For me, it seems impossible, but I'm not figuring out a way to proof why. I guess that it is related to the fact that, after $2$, all possible divisors will increase the number more than twice.
Let $d(n)$ denote the number of divisors of $n.$
Since divisors appear in pairs, one of which is $\leq \sqrt{n}$ and the other $\geq \sqrt{n},$ this means $d(n) \leq 2\sqrt{n}.$ (When $n$ is a square, the argument would give $d(n) \leq 2\sqrt{n} - 1,$ so it applies there too)

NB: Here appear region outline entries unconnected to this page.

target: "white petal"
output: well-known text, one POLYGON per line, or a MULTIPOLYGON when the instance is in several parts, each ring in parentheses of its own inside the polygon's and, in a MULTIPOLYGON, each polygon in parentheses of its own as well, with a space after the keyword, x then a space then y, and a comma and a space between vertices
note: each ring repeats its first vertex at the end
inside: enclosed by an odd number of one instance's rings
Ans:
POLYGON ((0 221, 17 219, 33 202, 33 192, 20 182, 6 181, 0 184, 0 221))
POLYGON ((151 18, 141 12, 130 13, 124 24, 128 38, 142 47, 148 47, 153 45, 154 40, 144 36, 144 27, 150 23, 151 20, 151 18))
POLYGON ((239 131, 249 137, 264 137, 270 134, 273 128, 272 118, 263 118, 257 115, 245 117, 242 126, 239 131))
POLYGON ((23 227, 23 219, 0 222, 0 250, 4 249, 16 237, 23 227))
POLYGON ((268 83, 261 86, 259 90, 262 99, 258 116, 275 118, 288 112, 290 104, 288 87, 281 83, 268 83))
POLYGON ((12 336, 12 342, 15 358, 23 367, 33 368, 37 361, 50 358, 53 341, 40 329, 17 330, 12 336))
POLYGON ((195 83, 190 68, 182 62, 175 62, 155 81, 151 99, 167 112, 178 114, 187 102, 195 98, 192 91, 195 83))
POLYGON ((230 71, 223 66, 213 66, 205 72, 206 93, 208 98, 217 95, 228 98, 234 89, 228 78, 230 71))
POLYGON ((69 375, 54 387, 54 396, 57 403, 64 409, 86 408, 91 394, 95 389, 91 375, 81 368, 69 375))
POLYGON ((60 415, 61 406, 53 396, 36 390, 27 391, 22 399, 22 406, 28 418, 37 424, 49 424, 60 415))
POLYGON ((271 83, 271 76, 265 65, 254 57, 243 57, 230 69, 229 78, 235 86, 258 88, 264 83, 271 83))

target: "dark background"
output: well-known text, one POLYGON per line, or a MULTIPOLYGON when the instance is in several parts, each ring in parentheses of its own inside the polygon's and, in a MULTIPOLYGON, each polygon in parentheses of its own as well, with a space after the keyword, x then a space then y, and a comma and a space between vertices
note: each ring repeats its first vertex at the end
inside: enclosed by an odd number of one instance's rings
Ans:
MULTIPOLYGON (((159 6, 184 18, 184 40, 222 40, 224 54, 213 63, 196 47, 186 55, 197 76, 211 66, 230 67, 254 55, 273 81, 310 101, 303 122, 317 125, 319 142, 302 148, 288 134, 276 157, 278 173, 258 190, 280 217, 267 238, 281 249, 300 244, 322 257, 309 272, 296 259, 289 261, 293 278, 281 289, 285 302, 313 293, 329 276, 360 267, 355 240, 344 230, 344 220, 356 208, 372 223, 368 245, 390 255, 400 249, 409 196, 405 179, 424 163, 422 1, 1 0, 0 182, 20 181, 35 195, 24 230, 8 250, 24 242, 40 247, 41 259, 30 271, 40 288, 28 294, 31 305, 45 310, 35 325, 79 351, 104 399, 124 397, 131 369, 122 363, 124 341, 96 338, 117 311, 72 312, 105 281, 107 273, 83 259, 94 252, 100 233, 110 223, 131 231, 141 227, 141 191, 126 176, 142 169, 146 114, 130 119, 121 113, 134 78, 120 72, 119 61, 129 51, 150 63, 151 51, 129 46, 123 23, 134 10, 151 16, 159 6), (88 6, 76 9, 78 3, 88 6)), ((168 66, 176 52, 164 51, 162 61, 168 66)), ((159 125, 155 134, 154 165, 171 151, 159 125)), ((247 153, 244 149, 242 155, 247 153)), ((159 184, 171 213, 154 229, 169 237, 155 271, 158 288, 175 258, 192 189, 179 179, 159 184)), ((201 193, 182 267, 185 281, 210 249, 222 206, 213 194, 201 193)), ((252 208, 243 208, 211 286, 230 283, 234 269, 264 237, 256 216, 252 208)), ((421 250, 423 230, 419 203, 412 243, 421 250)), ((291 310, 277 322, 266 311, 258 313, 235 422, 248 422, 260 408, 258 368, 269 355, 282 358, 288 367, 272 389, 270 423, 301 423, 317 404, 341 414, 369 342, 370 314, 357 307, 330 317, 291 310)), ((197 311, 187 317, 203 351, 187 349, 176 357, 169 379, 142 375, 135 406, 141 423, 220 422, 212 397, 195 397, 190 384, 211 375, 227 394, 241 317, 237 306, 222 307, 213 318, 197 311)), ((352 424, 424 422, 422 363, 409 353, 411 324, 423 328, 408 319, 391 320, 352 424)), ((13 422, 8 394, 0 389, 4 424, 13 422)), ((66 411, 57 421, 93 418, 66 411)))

If we had $d(n) > \frac{n}{2} + 1$ then we'd have $$2\sqrt{n} > \frac{n}{2}+1$$ which we can solve as a quadratic in $\sqrt{n}$ to give $$n < 12$$
This means we can resolve it just by checking natural numbers through $11$.
Sidenote: If you include $0$ as a natural number (which is common), then $n=0$ provides an example of a natural number with more than $\frac{n}{2}+1$ divisors.